Pharmacovigilance Openings – Bangalore (0–11 Years)
Location: Bangalore, India (Work From Office)
Experience: 0–11 Years
Eligibility: B.Pharm / M.Pharm / Pharm.D graduates
Not Eligible: Candidates who have applied within the last 1 year
Company: Accenture
Apply By: Send CV to ravusala@gmail.com
About the Role
Accenture is hiring passionate and detail-oriented professionals for Pharmacovigilance (PV) roles in Bangalore. This is an excellent opportunity for candidates at all experience levels (freshers to experienced professionals) to gain exposure in drug safety, clinical trial monitoring, and adverse event reporting.
Key Responsibilities
Case Processing: Handle Individual Case Safety Reports (ICSRs), adverse event reporting, and database entry.

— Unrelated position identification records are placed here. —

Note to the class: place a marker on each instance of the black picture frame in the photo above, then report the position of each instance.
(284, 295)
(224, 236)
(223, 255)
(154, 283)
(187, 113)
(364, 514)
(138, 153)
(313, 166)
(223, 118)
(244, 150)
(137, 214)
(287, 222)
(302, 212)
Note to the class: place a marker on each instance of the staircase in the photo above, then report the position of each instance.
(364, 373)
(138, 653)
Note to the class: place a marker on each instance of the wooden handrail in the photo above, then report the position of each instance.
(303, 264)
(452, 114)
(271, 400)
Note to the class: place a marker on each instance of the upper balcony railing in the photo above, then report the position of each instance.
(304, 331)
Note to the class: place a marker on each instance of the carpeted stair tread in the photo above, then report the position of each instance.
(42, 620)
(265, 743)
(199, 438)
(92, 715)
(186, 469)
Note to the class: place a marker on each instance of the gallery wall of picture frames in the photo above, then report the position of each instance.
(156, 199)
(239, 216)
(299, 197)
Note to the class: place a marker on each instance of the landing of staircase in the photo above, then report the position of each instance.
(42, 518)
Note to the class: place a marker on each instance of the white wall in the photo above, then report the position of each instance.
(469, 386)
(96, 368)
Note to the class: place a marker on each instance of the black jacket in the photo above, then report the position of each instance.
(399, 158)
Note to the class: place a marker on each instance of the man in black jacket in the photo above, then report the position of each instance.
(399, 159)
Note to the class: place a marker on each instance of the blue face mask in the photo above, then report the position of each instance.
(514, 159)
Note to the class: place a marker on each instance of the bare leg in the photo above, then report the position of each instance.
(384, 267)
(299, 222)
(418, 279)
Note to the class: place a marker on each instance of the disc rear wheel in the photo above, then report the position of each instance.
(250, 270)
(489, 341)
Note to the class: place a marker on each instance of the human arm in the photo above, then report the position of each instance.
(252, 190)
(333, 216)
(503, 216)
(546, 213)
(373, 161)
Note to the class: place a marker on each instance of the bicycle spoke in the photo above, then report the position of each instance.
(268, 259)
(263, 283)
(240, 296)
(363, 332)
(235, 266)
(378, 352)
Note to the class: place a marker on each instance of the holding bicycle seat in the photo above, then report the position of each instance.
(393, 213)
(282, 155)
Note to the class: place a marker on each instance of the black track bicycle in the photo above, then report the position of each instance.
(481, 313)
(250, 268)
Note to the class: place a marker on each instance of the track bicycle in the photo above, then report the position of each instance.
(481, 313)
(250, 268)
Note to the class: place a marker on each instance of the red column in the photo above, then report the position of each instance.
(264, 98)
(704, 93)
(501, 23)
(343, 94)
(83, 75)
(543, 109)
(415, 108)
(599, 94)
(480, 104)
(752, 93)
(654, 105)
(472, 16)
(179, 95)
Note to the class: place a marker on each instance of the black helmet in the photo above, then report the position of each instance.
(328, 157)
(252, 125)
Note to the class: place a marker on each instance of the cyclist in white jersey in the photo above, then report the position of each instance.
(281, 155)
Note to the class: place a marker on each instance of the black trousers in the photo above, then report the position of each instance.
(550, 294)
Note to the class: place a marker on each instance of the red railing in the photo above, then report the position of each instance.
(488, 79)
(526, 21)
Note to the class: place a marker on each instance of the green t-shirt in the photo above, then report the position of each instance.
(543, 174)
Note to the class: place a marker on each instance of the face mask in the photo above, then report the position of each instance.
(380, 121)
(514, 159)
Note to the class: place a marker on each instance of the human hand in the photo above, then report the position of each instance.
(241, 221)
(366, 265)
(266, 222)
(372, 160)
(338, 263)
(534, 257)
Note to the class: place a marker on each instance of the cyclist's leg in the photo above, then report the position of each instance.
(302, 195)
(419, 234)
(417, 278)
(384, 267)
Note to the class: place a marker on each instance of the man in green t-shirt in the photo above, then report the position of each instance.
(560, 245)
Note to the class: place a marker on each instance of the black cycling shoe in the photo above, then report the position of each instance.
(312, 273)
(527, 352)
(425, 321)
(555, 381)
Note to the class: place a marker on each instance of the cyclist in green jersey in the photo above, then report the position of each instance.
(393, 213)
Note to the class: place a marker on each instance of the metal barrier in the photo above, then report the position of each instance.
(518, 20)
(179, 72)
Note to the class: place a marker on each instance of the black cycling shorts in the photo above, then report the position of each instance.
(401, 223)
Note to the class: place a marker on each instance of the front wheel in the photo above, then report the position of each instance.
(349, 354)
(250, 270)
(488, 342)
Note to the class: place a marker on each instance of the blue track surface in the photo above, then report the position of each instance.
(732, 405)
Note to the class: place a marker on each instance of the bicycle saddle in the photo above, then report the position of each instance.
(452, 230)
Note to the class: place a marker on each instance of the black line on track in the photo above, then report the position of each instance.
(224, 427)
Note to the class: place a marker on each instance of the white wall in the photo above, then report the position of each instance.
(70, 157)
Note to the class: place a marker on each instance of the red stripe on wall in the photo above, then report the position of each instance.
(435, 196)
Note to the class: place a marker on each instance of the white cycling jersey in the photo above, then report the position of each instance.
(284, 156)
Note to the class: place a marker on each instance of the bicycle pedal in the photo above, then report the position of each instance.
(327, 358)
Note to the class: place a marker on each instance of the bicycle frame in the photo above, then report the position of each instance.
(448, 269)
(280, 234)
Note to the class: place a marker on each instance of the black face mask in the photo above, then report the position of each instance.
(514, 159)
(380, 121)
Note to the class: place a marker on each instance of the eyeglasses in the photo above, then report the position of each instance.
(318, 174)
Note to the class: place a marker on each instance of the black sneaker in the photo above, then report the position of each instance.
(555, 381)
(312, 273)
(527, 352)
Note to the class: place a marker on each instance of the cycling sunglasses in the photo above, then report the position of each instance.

Medical & Literature Review: Assist in evaluation and documentation of safety data from clinical trials and post-marketing sources.
Compliance & Reporting: Ensure adherence to regulatory guidelines (FDA, EMA, ICH) and internal Standard Operating Procedures (SOPs).
Collaboration: Work with cross-functional teams, including clinical operations, medical affairs, and data management.
Audit & Quality Support: Participate in audits, inspections, and quality review processes.
Required Skills
Strong knowledge of pharmacovigilance principles and drug safety processes.
Proficiency in case management systems and safety databases.
Good analytical, problem-solving, and communication skills.
Attention to detail and ability to work in a fast-paced environment.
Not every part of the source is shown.